DB, Hoke, Corwin Brown, and "sunshine."

In Florida, there is a law informally known as the "Sunshine Act." It mandates "government in the sunshine." Supposedly, any decision or discussion of any pending act is supposed to be conducted in public. While the MSM has been blowing a lot of "Michigan Man" sunshine up the keesters of its readers, listeners, and viewers, I think a lot of "sunshine" would be appropriate in the University of Michigan athletic department.

As most ardent Michigan fans know by now, ex-QB Michael Taylor called into WTKA this week, and lambasted the athletic department for not even giving ex-safety Corwin Brown a courtesy call or interview when he applied for a vacant coaching position. Taylor, for those who don't remember, beat Ohio State while playing with a soft-tissue injury that is best described as "torn everything that touches any part of the scapula."

Brown, for those who don't remember, started for two years as a DB, with two victories over OSU during those two years. His resume includes seven years as an NFL player, six years as a college coach, getting as far up the food chain as DC at Notre Dame, and four years as an NFL coach. I know that Brady Hoke and Greg Mattison were busy recruiting, but a coach with Brown's history at least deserved a courtesy phone call.

At this point, the coaching staff looks like "a bunch of old white guys and one token African-American." If I were one of the African-American ex-player/alums who are upset with Brown not even recieving a phone call, let alone an interview, I would have to conclude that there was some racial bias here.

I can't really accuse Hoke of racial bias, though; it's more a function of the system than any overt racial bias. Coaches, like any managers, CEO's, etc, like to hire "their own people" when they take over. People have a tendency to become friends with those with whom they feel they have the most in common. In the coaching profession, by the numbers, that still seems to mean "mostly white guys."

So, because most of the coaches in the game are still white, whenever a coach takes over and wants to hire "guys he's been in the trenches with," most of those "guys" are white. Coaches tend to be coaches because they focus on one thing and one thing only: football. This is not true for all, but for many. Hoke seems to be a guy who lives and breathes football. Consequently, I can't imagine Hoke even noticing that his staff looks like an audition for a new Casper the Ghost movie. But it does.

Where does David Brandon fit in here? Once again, he is asleep at the wheel. While the football guys were coaching football, Brandon was sitting in a cushy office managing personnel and money for two major corporations. There is no way a person with his resume is not familiar with equal opportunity, nor is there any way he can not be aware of the demographics of the coaching staff.

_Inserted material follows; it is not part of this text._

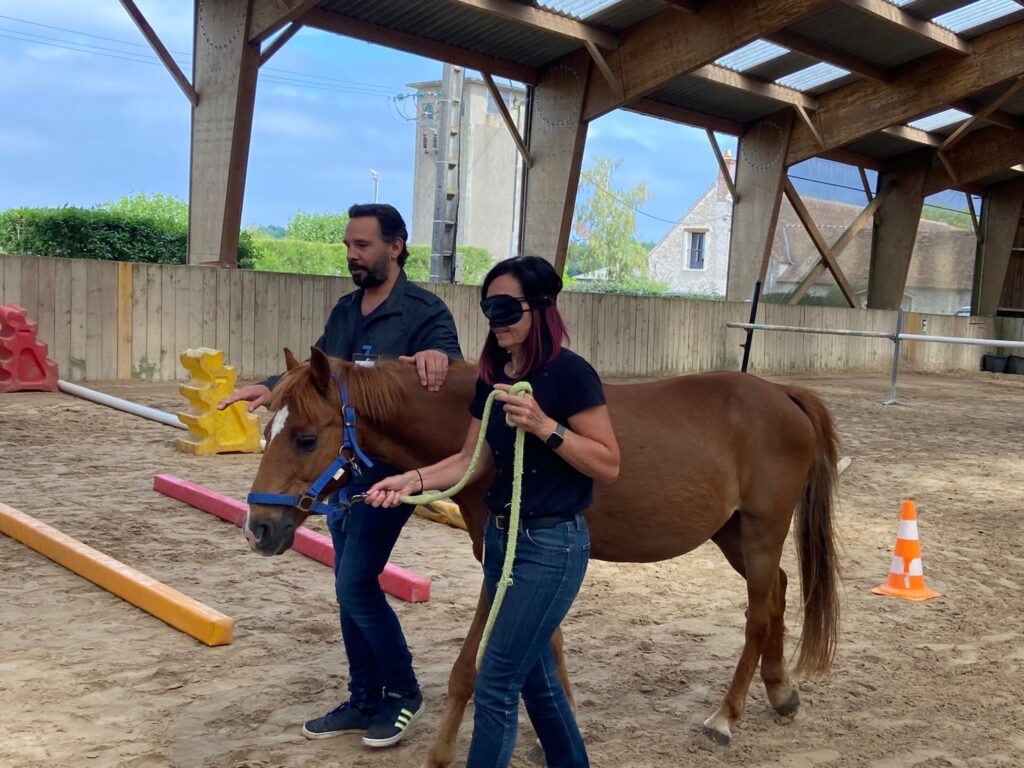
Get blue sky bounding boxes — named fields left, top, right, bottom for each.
left=0, top=1, right=743, bottom=245
left=0, top=2, right=965, bottom=245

If David Brandon was the leader he pretends to be, he would step in and mandate that Hoke look at qualified African-American candidates. I'm not saying that race should be the only criterion for hiring, though; I am simply saying that there are plenty of qualifed African-Americans to round out the coaching staff.

The University of Michigan supposedly prides itself on its diversity. Sadly, the current coaching staff is antithetical to that so-called "pride." The majority of players on the team, and the majority of highly-ranked recruits, are African-American. Couldn't the staff at least be close to "50-50?"

Maybe casting a little bit of "sunshine" into the hiring process would be a great start.